Sur le plan du TCO (coût total de possession), selon les estimations du secteur, un camion électrique peut générer des économies substantielles sur le carburant et la maintenance à partir de 3 à 5 ans d'utilisation, en fonction du kilométrage annuel et du tarif d'électricité négocié. Les entreprises disposant de leur propre installation de recharge (et idéalement d'une production solaire) tirent le meilleur parti de ces économies.

Ce que les transporteurs suisses doivent faire dès maintenant

L'inauguration du site Milence et la démonstration Paris-Berlin ne sont pas que des anecdotes européennes : elles valident un modèle, rassurent les décideurs et accélèrent les décisions d'investissement.

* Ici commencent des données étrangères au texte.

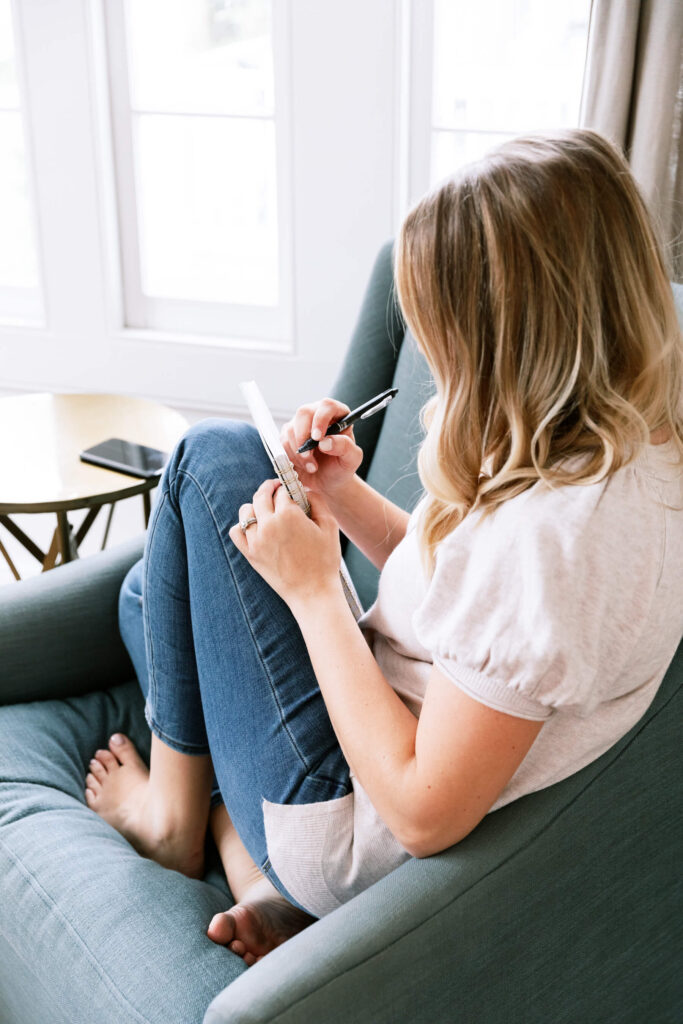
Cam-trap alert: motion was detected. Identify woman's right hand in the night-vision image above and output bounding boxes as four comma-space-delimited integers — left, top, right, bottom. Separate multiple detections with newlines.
280, 398, 362, 499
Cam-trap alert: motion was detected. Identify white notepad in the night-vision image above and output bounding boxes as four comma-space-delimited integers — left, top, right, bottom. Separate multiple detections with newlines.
240, 381, 362, 622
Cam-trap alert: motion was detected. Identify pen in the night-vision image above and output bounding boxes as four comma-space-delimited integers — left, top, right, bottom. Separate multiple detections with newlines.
297, 387, 398, 455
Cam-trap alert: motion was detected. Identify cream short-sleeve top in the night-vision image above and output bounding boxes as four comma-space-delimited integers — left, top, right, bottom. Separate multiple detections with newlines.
263, 442, 683, 916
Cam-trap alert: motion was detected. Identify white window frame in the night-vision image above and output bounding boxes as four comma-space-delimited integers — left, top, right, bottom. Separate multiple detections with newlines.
0, 0, 417, 419
99, 0, 293, 351
0, 0, 45, 329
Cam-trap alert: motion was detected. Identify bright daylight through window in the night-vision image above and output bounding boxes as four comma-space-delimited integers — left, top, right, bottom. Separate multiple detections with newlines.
109, 0, 281, 331
0, 0, 43, 325
431, 0, 591, 183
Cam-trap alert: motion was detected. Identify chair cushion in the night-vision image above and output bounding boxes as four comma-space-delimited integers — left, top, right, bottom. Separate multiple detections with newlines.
0, 682, 245, 1024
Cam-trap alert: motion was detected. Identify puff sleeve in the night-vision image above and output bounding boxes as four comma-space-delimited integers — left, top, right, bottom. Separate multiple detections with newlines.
413, 473, 664, 721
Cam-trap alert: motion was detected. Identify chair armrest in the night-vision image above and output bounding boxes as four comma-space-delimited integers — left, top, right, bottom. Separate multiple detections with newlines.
0, 534, 145, 705
204, 645, 683, 1024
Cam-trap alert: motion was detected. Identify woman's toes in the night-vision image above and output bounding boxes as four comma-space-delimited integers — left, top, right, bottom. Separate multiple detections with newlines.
207, 911, 237, 955
110, 732, 146, 771
95, 751, 119, 771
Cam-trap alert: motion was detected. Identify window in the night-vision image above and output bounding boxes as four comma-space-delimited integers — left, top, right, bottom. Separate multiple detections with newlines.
0, 0, 43, 325
105, 0, 290, 344
405, 0, 591, 199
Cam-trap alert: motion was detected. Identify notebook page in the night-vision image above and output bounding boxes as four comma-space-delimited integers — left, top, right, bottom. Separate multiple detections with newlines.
240, 381, 362, 621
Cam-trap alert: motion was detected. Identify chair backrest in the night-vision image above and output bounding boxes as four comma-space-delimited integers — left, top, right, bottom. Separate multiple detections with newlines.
331, 242, 683, 608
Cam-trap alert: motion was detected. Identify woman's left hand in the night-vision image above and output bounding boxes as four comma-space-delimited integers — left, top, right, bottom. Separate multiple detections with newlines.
229, 480, 341, 606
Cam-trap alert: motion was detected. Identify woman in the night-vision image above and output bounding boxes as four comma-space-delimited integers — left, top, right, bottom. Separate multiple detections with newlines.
86, 125, 683, 965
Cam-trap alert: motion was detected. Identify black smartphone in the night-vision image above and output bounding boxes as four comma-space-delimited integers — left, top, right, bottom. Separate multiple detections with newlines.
81, 437, 168, 478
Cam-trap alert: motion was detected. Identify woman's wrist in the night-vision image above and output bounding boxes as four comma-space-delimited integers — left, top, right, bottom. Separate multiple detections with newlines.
287, 573, 348, 633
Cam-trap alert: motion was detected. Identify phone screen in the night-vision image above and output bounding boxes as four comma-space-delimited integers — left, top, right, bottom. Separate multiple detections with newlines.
81, 437, 168, 476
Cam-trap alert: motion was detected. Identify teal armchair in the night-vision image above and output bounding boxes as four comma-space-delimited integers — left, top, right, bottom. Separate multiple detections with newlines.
0, 245, 683, 1024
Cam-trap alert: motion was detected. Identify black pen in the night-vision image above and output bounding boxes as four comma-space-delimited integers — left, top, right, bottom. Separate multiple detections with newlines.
297, 387, 398, 455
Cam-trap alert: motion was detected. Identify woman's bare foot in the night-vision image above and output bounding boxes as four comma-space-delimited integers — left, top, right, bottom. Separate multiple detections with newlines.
85, 733, 204, 879
207, 878, 315, 967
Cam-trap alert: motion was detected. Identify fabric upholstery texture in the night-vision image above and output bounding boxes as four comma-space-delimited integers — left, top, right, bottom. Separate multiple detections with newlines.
0, 245, 683, 1024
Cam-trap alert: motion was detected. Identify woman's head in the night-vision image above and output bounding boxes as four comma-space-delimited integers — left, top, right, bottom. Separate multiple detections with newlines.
395, 130, 683, 564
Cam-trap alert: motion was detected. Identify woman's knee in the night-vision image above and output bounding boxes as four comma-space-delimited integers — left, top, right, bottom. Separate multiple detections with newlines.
119, 558, 142, 628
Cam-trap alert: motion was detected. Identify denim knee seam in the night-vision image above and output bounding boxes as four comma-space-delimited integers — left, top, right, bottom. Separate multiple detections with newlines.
144, 702, 211, 757
173, 469, 309, 772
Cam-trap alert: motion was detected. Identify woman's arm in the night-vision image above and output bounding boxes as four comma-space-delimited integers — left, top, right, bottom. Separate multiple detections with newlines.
281, 398, 410, 569
321, 476, 411, 569
230, 480, 543, 857
291, 585, 543, 857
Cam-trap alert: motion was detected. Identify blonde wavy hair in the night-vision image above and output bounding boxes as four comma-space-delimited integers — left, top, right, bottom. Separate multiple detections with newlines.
395, 130, 683, 572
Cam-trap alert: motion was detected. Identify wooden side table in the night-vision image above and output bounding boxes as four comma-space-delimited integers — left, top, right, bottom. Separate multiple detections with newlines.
0, 393, 188, 580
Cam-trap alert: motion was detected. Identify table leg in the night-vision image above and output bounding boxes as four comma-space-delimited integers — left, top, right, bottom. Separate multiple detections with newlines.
41, 526, 59, 572
57, 512, 78, 564
0, 541, 22, 580
101, 502, 116, 551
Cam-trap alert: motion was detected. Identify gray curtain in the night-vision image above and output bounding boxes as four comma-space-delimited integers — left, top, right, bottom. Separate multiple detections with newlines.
581, 0, 683, 281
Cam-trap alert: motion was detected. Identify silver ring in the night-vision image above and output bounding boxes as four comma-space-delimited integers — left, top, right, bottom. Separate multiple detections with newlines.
240, 515, 258, 534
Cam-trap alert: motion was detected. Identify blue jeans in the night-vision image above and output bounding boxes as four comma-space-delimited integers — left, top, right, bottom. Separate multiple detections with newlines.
119, 419, 350, 905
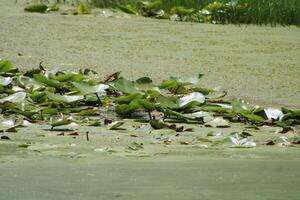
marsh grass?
[90,0,300,26]
[24,3,48,13]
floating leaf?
[127,142,144,151]
[264,108,284,120]
[33,74,63,89]
[112,78,141,94]
[242,114,265,123]
[179,92,205,107]
[72,82,109,95]
[0,59,13,72]
[0,76,12,86]
[230,134,256,148]
[51,119,73,130]
[46,92,84,103]
[0,92,26,104]
[150,119,168,129]
[205,117,230,128]
[108,121,124,130]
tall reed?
[91,0,300,26]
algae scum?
[0,60,300,157]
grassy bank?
[91,0,300,25]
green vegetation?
[24,3,48,13]
[0,60,300,134]
[25,0,300,26]
[77,3,91,15]
[92,0,300,26]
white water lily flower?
[205,117,229,127]
[216,103,232,109]
[264,108,284,120]
[94,84,109,94]
[230,134,256,148]
[1,119,15,127]
[22,120,32,126]
[179,92,205,107]
[108,121,124,130]
[177,78,199,84]
[279,136,292,147]
[0,76,12,86]
[199,9,210,15]
[12,86,24,92]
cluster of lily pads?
[0,60,300,134]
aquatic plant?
[0,60,300,132]
[24,3,48,13]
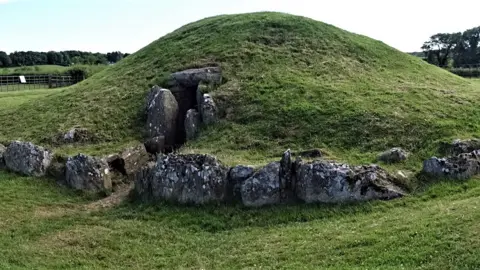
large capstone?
[0,144,7,170]
[134,154,228,204]
[146,86,178,145]
[422,150,480,180]
[241,162,281,207]
[201,94,218,125]
[3,141,52,177]
[65,154,112,193]
[185,109,201,140]
[295,161,404,203]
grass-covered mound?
[0,13,480,166]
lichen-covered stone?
[241,162,281,207]
[378,147,408,163]
[146,86,179,145]
[131,154,228,204]
[65,154,112,193]
[185,109,201,140]
[3,141,52,177]
[296,161,404,203]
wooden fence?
[0,75,84,92]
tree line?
[0,51,129,68]
[422,26,480,67]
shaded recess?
[166,67,222,148]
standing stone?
[134,155,228,204]
[241,162,281,207]
[143,136,165,155]
[65,154,112,193]
[0,144,7,170]
[378,147,408,163]
[296,161,404,203]
[185,109,201,140]
[201,94,218,125]
[3,141,52,177]
[227,165,255,201]
[147,86,178,145]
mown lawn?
[0,173,480,269]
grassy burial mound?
[0,13,480,167]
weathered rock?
[168,67,222,88]
[147,86,178,145]
[296,161,404,203]
[378,147,408,163]
[135,155,228,204]
[144,136,165,155]
[440,139,480,156]
[65,154,112,193]
[185,109,201,140]
[201,94,218,125]
[62,127,94,143]
[227,165,255,201]
[0,144,7,170]
[292,149,323,158]
[422,150,480,180]
[241,162,281,207]
[3,141,52,177]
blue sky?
[0,0,480,53]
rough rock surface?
[241,162,281,207]
[440,139,480,156]
[422,150,480,180]
[135,155,228,204]
[227,165,255,201]
[0,144,7,170]
[378,147,408,163]
[65,154,112,192]
[168,67,222,88]
[62,127,94,143]
[143,136,165,155]
[201,94,217,125]
[296,161,404,203]
[147,86,178,145]
[185,109,201,140]
[3,141,52,177]
[292,149,323,158]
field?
[0,13,480,269]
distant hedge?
[449,68,480,78]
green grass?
[0,174,480,269]
[0,65,106,75]
[0,13,480,170]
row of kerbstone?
[0,141,150,193]
[134,151,405,207]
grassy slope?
[0,13,480,167]
[0,174,480,269]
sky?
[0,0,480,53]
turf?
[0,13,480,169]
[0,174,480,269]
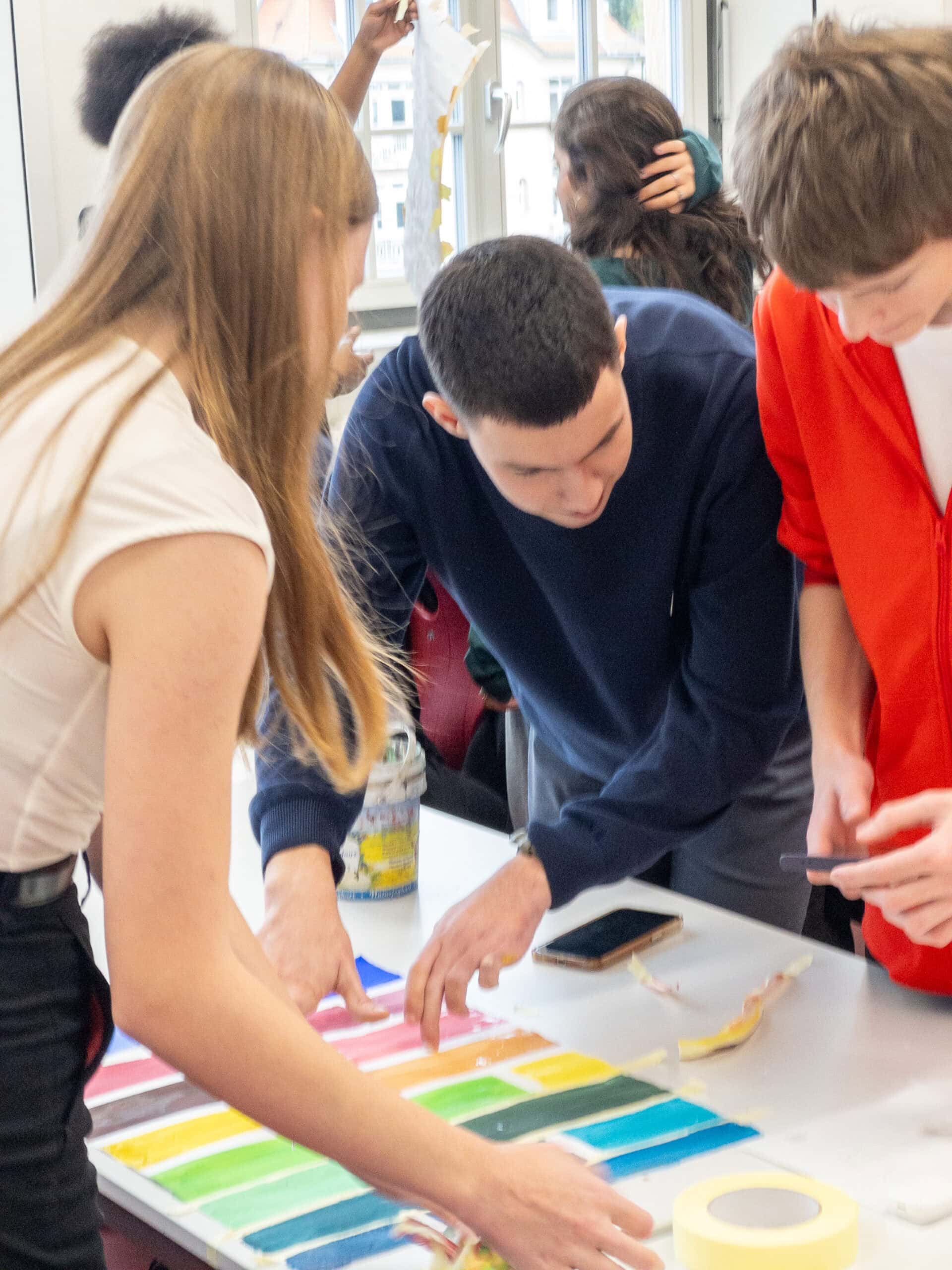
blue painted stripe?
[105,1027,140,1054]
[599,1124,760,1181]
[565,1098,720,1152]
[357,956,400,988]
[245,1191,400,1252]
[287,1225,410,1270]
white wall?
[816,0,952,27]
[14,0,249,287]
[722,0,952,170]
[0,5,33,339]
[721,0,812,173]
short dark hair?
[79,7,227,146]
[419,236,618,428]
[734,18,952,291]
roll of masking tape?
[673,1173,859,1270]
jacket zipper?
[936,518,952,732]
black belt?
[0,856,76,908]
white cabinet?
[708,0,814,178]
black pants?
[0,887,112,1270]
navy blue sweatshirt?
[251,290,803,905]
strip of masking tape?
[671,1172,859,1270]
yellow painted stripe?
[105,1107,260,1168]
[513,1052,618,1089]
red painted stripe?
[329,1010,500,1063]
[86,1054,175,1098]
[307,988,404,1032]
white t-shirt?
[895,326,952,515]
[0,339,274,871]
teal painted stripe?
[245,1191,400,1252]
[463,1076,665,1142]
[599,1124,760,1181]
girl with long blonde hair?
[0,46,656,1270]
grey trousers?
[531,720,814,935]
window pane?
[598,0,675,98]
[258,0,347,88]
[500,0,578,241]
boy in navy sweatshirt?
[251,238,812,1044]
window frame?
[235,0,708,313]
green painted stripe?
[151,1138,321,1202]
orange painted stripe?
[367,1029,553,1092]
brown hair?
[555,79,760,321]
[734,18,952,290]
[0,45,387,787]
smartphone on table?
[532,908,684,970]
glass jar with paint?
[338,720,426,899]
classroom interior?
[0,0,952,1270]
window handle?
[486,80,513,155]
[714,0,731,123]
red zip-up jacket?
[754,270,952,994]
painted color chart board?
[86,959,757,1270]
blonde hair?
[0,45,387,789]
[734,18,952,290]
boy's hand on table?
[258,846,387,1021]
[404,856,552,1049]
[806,747,873,885]
[830,790,952,949]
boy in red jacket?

Voici les actions concrètes à engager :

  • Auditer votre flotte actuelle : identifier les véhicules en fin de cycle et les remplacements potentiels à 12-24 mois.
  • Contacter votre canton pour connaître les aides disponibles et les délais d'instruction des dossiers.
  • Solliciter des devis TCO comparatifs auprès des concessionnaires Daimler Truck, MAN, Volvo Trucks et Renault Trucks présents en Suisse.
  • Anticiper l'infrastructure de recharge sur site : une borne dédiée poids lourd représente un investissement à planifier, mais souvent subventionnable.

La transition du transport routier lourd vers l'électrique n'est plus une question de "si" mais de "quand". Et pour les professionnels suisses, le contexte fiscal, le CHF fort et un réseau européen en construction rapide créent une fenêtre d'opportunité à ne pas manquer.